And the objections roll in...
"Servers are for business. Why in the world would someone want to run a server from their home?"
Despite what the corporate royalists would have us believe, the business of citizenship is not business. The business of citizenship is life, liberty, and the pursuit of happiness.
The preeminent corporate goal is profit. In pursuit of profit the corporate royalists and ideologues push for low to no corporate taxes, low to no corporate regulation, unfettered flow of capital, compliant labor, and voracious consumerism.
Corporate marketers would corral us into segments and niches; pander to our fantasies, fears, and greed; turn discretionary income into compulsory spending; hook us on credit card debt.
The naked corporate agenda, in other words, has little to do with the duties, responsibilities, and rewards of citizenship in a democratic system.
Indeed the trend has been toward marketing political candidates and policies with the same high-powered top-down consumer marketing technologies that have been so successful with cigarettes, automobiles, prescription drugs -- all in the interest of corporate goals; indeed, in all too many cases, the short-term, personal goals of top managements and majority shareholders .
Think Harry and Louise, the campaign that scuttle universal health care; Enron's drive for energy deregulation; or Exxon's anti-global warming propaganda campaign.
Result: The citizen has been increasingly side-lined, marginalized, squeezed out of the public forum. Government has been increasingly perverted into serving corporate interests rather than public interest.
This is not to deny the benefits that corporations bring to our life -- jobs, investment opportunities, diversity of products, vast lifestyle options. Nor is it to deny the high standards of citizenship that many fine corporations uphold.
But from the citizen's standpoint, corporate activities and goals are means to an end -- not ends in themselves.
In recent years the courts and some FCC commissioners have argued successfully that media consolidation is a good thing. It fosters "efficiency." Efficiency is a fine corporate goal. But is it a proper goal for citizenship?
Effective citizenship and democratic participation is a messy process of digesting complex information, weighing many contending points of view, struggling toward consensus, hammering the best ideas into policy, and monitoring the execution of policy.
Media consolidation works against every one of these processes: information is diluted, the diversity of viewpoints is narrowed, editorial bias works against broad consensus, policy options are limited, the watchdog functions of the media are muzzled.
Verizon certainly has a right and obligation to pursue fair profit from its operations. But it also has a significant social function as a prominent carrier of information within our democratic system. Since it has a near monopoly in many parts of it's service area, it's a key gatekeeper to the Internet for many.

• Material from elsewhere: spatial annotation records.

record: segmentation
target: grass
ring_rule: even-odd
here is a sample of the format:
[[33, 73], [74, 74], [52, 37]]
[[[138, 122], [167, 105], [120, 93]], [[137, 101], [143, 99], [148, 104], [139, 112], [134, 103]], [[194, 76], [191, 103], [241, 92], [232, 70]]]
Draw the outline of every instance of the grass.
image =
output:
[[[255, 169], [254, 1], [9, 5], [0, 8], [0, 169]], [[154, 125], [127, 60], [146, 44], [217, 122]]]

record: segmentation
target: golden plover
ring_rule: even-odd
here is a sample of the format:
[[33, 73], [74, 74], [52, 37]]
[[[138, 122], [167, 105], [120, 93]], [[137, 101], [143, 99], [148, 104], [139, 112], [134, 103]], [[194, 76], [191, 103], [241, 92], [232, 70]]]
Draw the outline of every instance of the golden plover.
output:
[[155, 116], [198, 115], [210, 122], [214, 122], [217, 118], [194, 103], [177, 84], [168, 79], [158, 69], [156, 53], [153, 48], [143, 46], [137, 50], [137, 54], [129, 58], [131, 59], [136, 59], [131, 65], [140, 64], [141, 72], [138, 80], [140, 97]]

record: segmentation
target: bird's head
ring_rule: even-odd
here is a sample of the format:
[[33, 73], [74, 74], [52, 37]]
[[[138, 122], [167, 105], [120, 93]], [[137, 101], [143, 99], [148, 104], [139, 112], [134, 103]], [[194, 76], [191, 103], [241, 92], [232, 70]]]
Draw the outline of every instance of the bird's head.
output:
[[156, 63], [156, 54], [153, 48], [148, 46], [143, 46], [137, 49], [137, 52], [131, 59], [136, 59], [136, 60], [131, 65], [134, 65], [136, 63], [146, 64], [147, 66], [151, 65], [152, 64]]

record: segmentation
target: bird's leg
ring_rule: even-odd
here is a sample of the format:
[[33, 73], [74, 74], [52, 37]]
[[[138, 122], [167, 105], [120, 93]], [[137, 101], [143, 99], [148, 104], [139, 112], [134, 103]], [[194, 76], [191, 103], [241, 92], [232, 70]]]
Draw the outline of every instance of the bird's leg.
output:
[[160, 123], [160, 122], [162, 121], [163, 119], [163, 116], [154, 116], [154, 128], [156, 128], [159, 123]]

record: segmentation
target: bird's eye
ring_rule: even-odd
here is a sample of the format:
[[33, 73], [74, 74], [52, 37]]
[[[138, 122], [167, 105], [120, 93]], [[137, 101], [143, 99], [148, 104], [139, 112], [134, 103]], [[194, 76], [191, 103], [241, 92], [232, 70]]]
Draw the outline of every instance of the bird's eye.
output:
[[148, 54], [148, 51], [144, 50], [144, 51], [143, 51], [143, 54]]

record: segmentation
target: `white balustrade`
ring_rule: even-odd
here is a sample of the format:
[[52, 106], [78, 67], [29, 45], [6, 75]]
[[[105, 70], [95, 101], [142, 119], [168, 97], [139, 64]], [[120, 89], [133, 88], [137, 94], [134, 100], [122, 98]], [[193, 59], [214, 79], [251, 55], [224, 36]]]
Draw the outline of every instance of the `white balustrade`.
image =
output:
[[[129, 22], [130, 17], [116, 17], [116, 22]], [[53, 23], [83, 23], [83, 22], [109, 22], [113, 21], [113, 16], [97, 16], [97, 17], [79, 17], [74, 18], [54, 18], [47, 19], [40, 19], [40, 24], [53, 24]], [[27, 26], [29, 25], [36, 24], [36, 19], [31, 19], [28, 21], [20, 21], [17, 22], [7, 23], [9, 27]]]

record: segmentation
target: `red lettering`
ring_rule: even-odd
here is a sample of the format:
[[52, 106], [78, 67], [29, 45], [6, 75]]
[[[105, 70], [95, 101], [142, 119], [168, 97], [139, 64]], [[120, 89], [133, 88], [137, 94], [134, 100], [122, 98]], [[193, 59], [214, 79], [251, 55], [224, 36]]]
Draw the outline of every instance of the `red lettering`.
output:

This means, I would argue, that it has an additional obligation to the broader public to facilitate rather than hinder public participation.
Verizon's policy of forbidding residential servers blatantly disregards this solemn responsibility.
I salute and support Verizon's role as a CARRIER of information; I abhor it's efforts to control CONTENT. Forbidding residential servers on the Verizon FIOS network and blocking incoming web and mail ports is an unacceptable policy of content control.
So, why would a citizen want a server at home?
-- share information and photos with family and friends
-- share hobby interests with fellow hobbyists
-- publish creative efforts -- literature, music, art
-- attract a community of common interests
-- express a grievance
-- express a minority political viewpoint
-- reaffirm a majority political viewpoint
-- participate in open-source software development
-- support a home business
-- support a local team, club, or civic organization
-- support a local candidate
In other words, a home server enables the citizen to participate in the broad public forum with potentially far more reach and influence than available through any other medium.
Verizon's FIOS policies are strictly in their selfish corporate interest. They work in diametric opposition to the needs and interest of the broader public. And more... they subvert our democratic process.